Dienstag, 13. Januar 2009

Der Elefantenführerschein

Als wir um die Kurve fahren sehen wir sie zum ersten Mal an diesem Tag. Sieben Arbeitselefanten, vom 7 jährigen Jungtier bis zur 23 Jahre alten Kuh. Ich bin froh, dass ich von der Ladefläche des Pick-ups steigen kann, denn die einstündige Fahrt durch den Morgen war kalt und ich hatte meine Jacke, nicht wissend, dass wir "oben ohne" fahren werden, in meinem Hotelzimmer gelassen.
Die Gruppe besteht, wie fast immer, hauptsächlich aus Mittzwanzigern, in diesem Fall alles Europäer. Eine Britin, die mit ihrer Freundin unterwegs ist, redet unaufhörlich und lach dazwischen immer wieder laut. Ihr Lachen hört sich fast so an, als sei man einer Maus auf den Schwanz getreten. Deshalb nenne ich sie für mich "Maus, der man auf den Schwanz getreten ist"! Erstmal geht sie mir auf die Nerven und ich überlege kurz sie während der Fahrt, in einem unbeobachteten Moment, über die niedrige Bordwand zu stoßen. Später stellt sie sich aber als durchaus nett heraus.

Asian Elephant

In dem Elefantencamp, das wir heute besuchen sollen wir lernen, wie man einen Arbeitselefanten führt. Am Vormittag ist Unterricht und am Nachmittag können wir unser Erlerntes bei einem Ausritt in den Dschungel anwenden.
Zunächst müssen wir unsere Mahut-Kleindung anziehen, ein Anzug aus einer 3/4 langen Hose und einem Oberteil mit Knebelknöpfen aus grobem Baumwollstoff. Im Anschluß lernen wir die Komandos, denn die Elefanten verstehen nur Thai, und den jeweils dazugehörigen Körpereinsatz. Einziges Hilfsmittel ist ein Bambusstab, an dem ein Metallhaken befestig ist. Möchte man zum Beispiel den Elefanten links herum drehen setzt man den Haken seitlich des rechten Ohres an und zieht nach links, gleichzeitig tritt der rechte Fuß sanft gegen das Ohr des Tieres und zusätzlich ruft man "saiii", wobei die Stimme gegen Ende des Wortes nach oben geht. So gibt es für jede Aktion ein Kommando und einen dazugehörigen Einsatz des Stocks.

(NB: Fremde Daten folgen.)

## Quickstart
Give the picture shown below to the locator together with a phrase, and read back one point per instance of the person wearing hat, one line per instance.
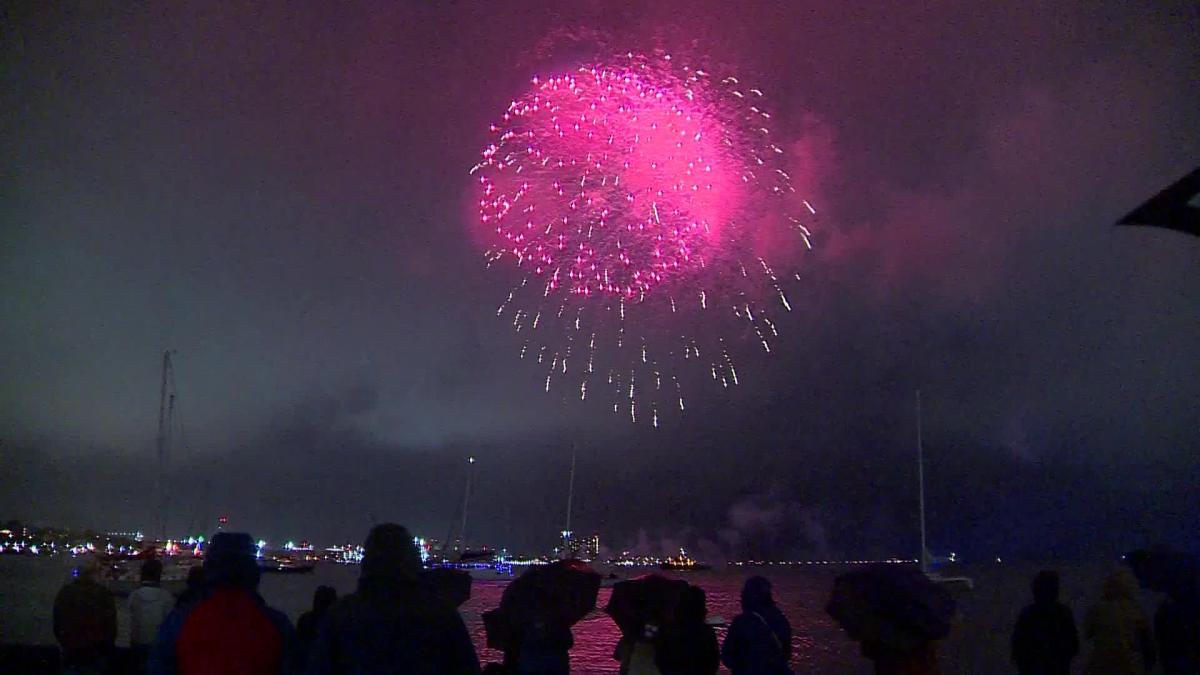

Um uns mit den Tieren vertraut zu machen sollen wir sie zunächst füttern. Aufgeregt treten die grauen Riesen hin und her als sie uns sehen, denn sie wissen, dass sie jetzt etwas besonders Gutes von uns bekommen. Bananen und Zuckerrohr haben wir noch in Chiang Mai auf dem lokalen Gemüsemarkt gekauft. Die Bananen gibt man ihnen nicht einzeln sondern schiebt sie ihnen bündelweise ins Maul. Danach trieft der ganze Unterarm von Elefantenspeichel. Langsam ahne ich, warum wir unsere eigene Kleidung gegen den blauen Anzug tauschen mussten.
Jeder aus unserer Gruppe muss nun einmal das Aufsteigen und Absteigen auf einen großen und einen kleineren Elefanten üben. Das sieht sehr leicht aus, ist aber überaus schwierig. Auf das Komando "Yooka" hebt der Elefant sein Bein und winkelt den Fuß an. Man steigt dann zunächst über den Fuß auf den Oberschenkel des Tieres, zieht dann das andere Bein nach und auf das Komando "Suun" hebt der Elefant das Bein in die Höhe und dann muss man sich mit einem beherzten Sprung versuchen auf den Rücken des Elefanten zu gelangen und sich, oben angekommen, so weit wie möglich nach vorne setzten. Die Schulterhöhe des größten Elefanten beträgt über 3 Meter und wenn man direkt hinter seinem Kopf sitzt ist es wirklich mächtig hoch. Außerdem ist es nicht einfach, die Balance zu halten, wenn der Elefant den Kopf schnell bewegt.
Asian Elephant
So vergeht Trainingseinheit um Trainingseinheit und langsam vergeht die Scheu vor den Giganten. Zum Schluß wird ein Parcour aufgebaut, in dem man seinen Elefanten auf einem vorgegebenen Weg bewegen muss.
Jedes Kind weiß, dass man Elefanten auch Dickhäuter nennt. Heute erfahren wir am eigenen Leib, dass sie vor allen Dingen Rauhäuter sind. Bei vielen aus der Gruppe sind die Knie und Unterschenkel vom vielen Auf- und Absteigen wund gescheuert.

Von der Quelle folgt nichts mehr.